Ask HN: How do you identify potential in a software developer? - msurekci
Is it possible to see if someone is going to be a great developer in the future? In sports it is possible so, I was just wondering if it is in the tech world.<p>What are signs to look out for?
======
postblogism
While there are all kinds of tests and ways to measure a developer's ability,
most of these are outdated and were more appropriate 15 years ago prior to
mass framework adoption - developers now just aren't going to spend a lot of
time doing low level algorithms, because they don't need to.

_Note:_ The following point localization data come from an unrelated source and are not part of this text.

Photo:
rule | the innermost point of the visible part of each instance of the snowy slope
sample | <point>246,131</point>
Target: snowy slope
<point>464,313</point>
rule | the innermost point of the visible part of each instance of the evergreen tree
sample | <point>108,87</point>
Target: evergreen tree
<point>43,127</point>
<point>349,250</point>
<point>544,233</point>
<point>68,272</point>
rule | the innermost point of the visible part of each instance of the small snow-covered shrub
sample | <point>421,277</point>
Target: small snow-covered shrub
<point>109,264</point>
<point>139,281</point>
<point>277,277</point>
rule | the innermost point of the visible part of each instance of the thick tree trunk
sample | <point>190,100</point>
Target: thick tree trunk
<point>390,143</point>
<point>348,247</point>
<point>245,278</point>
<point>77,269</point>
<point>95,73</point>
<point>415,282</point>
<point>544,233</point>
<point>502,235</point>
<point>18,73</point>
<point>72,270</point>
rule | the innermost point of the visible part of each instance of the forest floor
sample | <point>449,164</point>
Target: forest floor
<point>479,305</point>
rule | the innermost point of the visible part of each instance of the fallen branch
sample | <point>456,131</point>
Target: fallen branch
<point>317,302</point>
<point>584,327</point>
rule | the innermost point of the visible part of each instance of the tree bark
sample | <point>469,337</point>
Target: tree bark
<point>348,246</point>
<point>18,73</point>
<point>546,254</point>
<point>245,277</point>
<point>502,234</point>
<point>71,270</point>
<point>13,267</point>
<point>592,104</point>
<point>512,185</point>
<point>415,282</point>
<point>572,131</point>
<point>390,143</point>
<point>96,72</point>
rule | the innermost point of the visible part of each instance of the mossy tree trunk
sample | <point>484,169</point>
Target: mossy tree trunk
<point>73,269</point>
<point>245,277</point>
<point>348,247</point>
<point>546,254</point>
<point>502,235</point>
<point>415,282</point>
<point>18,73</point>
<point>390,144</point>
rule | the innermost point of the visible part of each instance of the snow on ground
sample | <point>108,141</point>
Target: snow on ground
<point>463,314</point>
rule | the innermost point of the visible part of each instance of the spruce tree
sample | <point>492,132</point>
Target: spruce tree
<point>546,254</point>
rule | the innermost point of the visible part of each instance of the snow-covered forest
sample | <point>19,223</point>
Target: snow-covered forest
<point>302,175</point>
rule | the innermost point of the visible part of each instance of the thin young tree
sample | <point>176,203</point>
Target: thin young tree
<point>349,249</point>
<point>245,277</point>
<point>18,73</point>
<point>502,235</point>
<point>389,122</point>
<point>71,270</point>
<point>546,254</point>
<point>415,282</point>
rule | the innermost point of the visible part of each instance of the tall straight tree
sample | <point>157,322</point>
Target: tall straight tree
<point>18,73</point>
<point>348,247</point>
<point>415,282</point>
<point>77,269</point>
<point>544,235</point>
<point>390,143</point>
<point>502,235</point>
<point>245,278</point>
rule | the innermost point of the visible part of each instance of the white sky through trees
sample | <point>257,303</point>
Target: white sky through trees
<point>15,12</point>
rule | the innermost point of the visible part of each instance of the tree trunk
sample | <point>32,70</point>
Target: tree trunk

But the best way that I've come across is to judge character traits.
Intelligent people always have listening as a core component, where as less
intelligent people will be very dismissive and constantly interrupt people.
These are traits you can definitely sift out in interviews.

------
mpbm
I'd say a common framework for understanding "greatness" is to categorize it
as "good with the thing" and "good with the people who are good with the
thing." It's unusual for a profitable project to be small enough for one
person to accomplish. Normally you need a team. So the split between "officer"
and "enlisted" or "executive" and "staff" is extremely common and people
normally excel at one of them, not both.

So a great coder will have different characteristics than a great manager of
coders. The most obvious difference is probably that one has no potential for
leading until they at least acknowledge the possibility of empathy being maybe
a little bit important. If they aren't open to that, then they're in the
"coder" category by default.

So, in that "coder" category, building on your sports analogy, technical
experts first shake out unfairly based on natural talent and what resources
(human, material, etc) they happen to have. After that it's all about hard
work and creativity. If they coast on their random starting stats they go into
the "won't be a great coder" category by default.